At the same time, the Government hereby withdraws the bill from the so-called excessive profit in trading with electricity generated by nuclear facilities, the adoption of which would threaten the bankruptcy of Slovak Power Plants. The Ministry of Finance and the Ministry of Economy have committed not to take any initiative between 2022 and 2025 to introduce, increase or tighten any new tax, levy, fee, specific payment or regulation that could financially jeopardise Slovenské elektrárne.
"The shareholders of Slovenské elektrárne have offered a mechanism of assistance to vulnerable groups of the population for the years 2023 - 2024, so that the viability of the company, its ability to meet its obligations to banks and creditors, and at the same time so that we can continue work on the commissioning of Unit 3 of the Mochovce nuclear power plant and the completion of Unit 4 are not threatened. It is these new sources that will provide energy for Slovakia for a long period into the future at a time when Europe is facing and will face a shortage of stable electricity supplies," says Branislav Strýček, CEO of Slovenské elektrárne.
"The agreement managed to avert the imminent economic collapse of the Slovenské elektrárne. We believe that we will be able to defend this support model before the financing banks and find their understanding," says Jan Špringl, a shareholder representative and member of the Board of Directors of Energetický a průmyslový holding.
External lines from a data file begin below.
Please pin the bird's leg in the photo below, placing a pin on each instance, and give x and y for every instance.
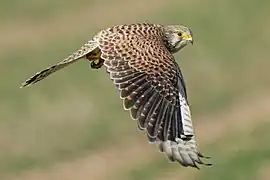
(95, 58)
(96, 64)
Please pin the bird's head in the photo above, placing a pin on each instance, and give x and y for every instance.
(176, 37)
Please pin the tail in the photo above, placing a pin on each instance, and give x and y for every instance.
(85, 49)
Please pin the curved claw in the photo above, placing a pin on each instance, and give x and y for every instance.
(97, 64)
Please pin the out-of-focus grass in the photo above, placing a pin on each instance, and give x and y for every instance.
(235, 156)
(78, 110)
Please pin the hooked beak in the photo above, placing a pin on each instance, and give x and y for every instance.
(189, 38)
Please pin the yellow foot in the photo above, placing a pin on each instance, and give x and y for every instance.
(96, 64)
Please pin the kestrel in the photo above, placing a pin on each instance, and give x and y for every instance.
(139, 60)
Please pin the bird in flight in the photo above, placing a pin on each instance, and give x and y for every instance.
(139, 60)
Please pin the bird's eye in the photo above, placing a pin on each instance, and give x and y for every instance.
(179, 34)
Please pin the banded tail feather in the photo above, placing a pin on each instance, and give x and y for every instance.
(80, 53)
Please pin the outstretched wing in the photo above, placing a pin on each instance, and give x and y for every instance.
(152, 87)
(80, 53)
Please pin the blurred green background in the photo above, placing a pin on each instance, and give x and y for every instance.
(72, 125)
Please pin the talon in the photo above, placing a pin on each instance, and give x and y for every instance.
(96, 64)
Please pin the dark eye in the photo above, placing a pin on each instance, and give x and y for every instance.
(179, 34)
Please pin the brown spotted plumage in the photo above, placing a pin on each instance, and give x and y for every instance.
(139, 60)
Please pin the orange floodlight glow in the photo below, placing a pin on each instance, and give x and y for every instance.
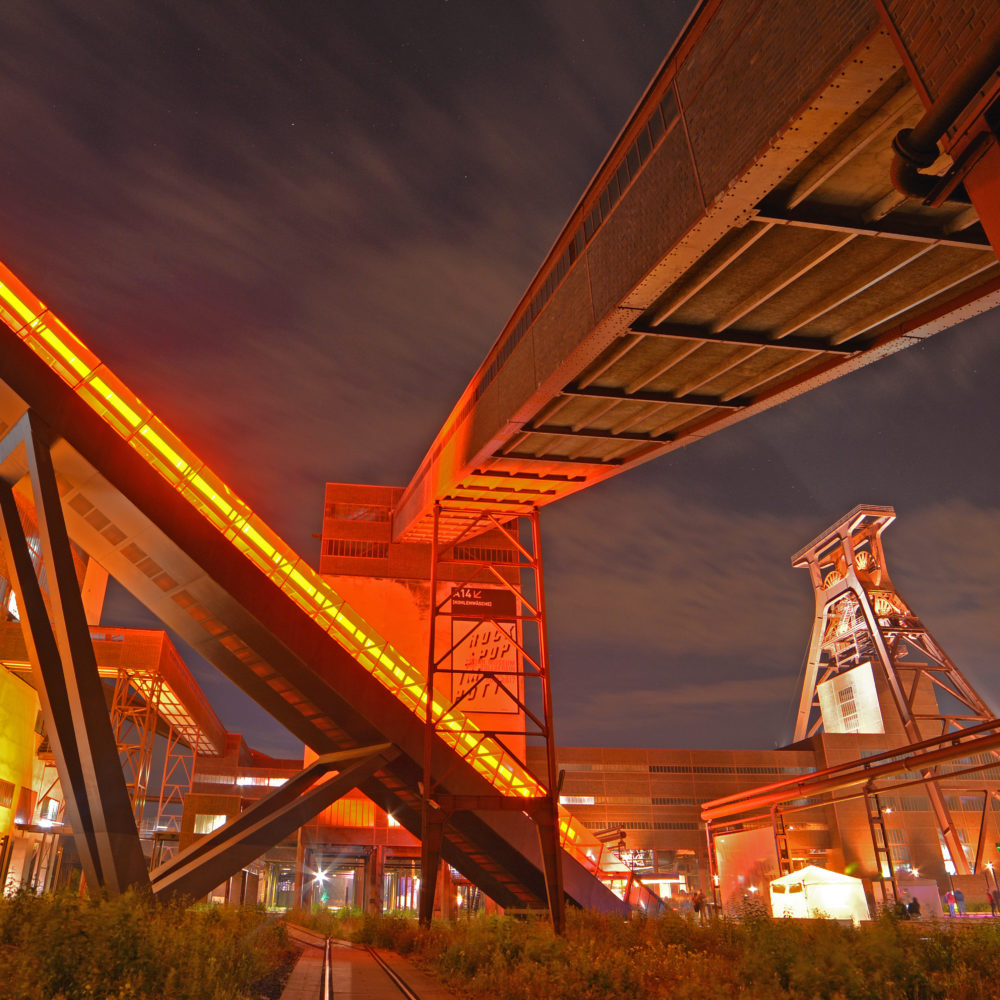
(49, 338)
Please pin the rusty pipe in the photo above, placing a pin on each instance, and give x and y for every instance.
(917, 148)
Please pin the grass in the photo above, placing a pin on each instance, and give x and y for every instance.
(64, 947)
(754, 959)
"We appreciate that the Slovak government reflected the arguments of the shareholders and the management of the company and I am glad that we were able to find a substantive solution for both sides," added Michele Bologna, representative of the shareholder - Enel Group.
More than 64.3 % of all electricity generated in Slovakia comes from the Slovenské elektrárne. The electricity they supply to the grid covers about 60 % of the country's consumption. In particular, thanks to nuclear power plants, Slovakia's largest producer supplies up to 94 % of electricity without emitting carbon dioxide, which is considered to be one of the greenhouse gases responsible for global warming. In addition to nuclear power plants, the company also operates 31 hydroelectric, two thermal and two photovoltaic power plants. Their total capacity at the end of 2021 was 4,143.8 megawatts.
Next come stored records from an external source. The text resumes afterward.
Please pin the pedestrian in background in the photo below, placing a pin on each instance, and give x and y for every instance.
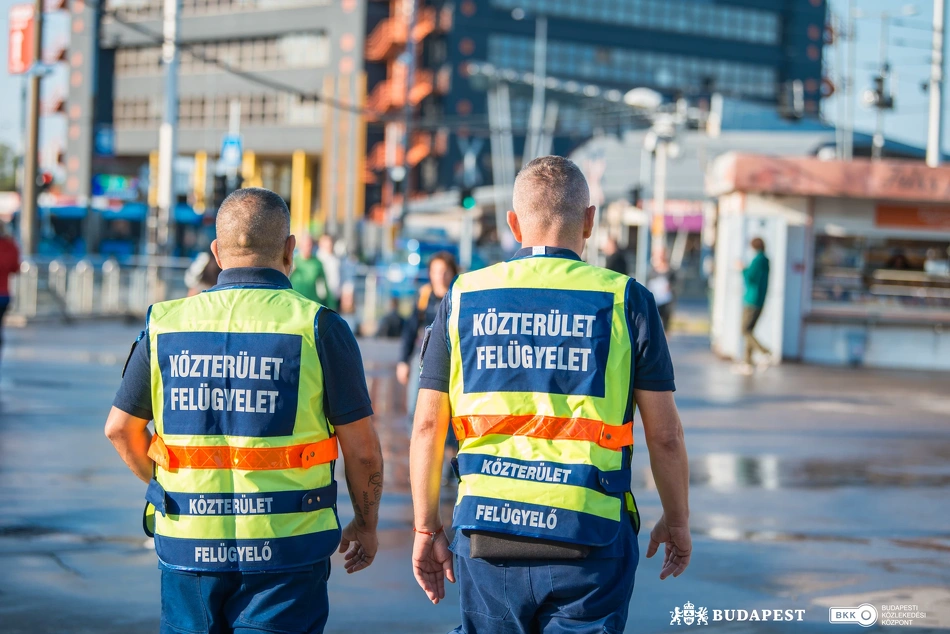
(392, 323)
(442, 270)
(539, 363)
(202, 274)
(756, 278)
(308, 276)
(616, 258)
(9, 265)
(253, 387)
(660, 282)
(331, 264)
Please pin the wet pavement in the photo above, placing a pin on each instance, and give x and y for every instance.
(811, 487)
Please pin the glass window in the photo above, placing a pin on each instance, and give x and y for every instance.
(894, 275)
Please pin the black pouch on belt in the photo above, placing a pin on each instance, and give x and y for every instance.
(486, 545)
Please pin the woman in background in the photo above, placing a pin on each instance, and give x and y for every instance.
(9, 265)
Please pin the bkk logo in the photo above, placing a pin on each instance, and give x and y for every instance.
(689, 614)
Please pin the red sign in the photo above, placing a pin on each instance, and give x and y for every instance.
(913, 216)
(20, 56)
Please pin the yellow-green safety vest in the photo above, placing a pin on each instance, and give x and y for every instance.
(243, 449)
(541, 400)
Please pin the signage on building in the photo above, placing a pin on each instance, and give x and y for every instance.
(115, 186)
(20, 52)
(231, 151)
(913, 216)
(104, 141)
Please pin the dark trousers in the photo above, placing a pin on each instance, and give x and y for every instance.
(4, 305)
(590, 596)
(245, 603)
(750, 316)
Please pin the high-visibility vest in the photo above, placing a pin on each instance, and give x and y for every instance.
(243, 449)
(541, 400)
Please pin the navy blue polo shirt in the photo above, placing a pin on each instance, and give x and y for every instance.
(652, 366)
(345, 396)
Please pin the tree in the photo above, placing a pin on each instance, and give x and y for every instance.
(7, 168)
The company has two shareholders. The majority shareholder is Slovak Power Holding B.V. (SPH), holding a 66.0000000523 % stake in the share capital. In SPH, EP Slovakia B.V. (a subsidiary of the EPH group) holds 50 % of the share capital and the remaining 50 % belongs to Enel Produzione S.p.A (a subsidiary of the Enel group). The minority shareholder of Slovenske elektrární with a 33,9999999477 % share in the share capital is the Slovak Republic, on behalf of which the Ministry of Economy of the Slovak Republic acts.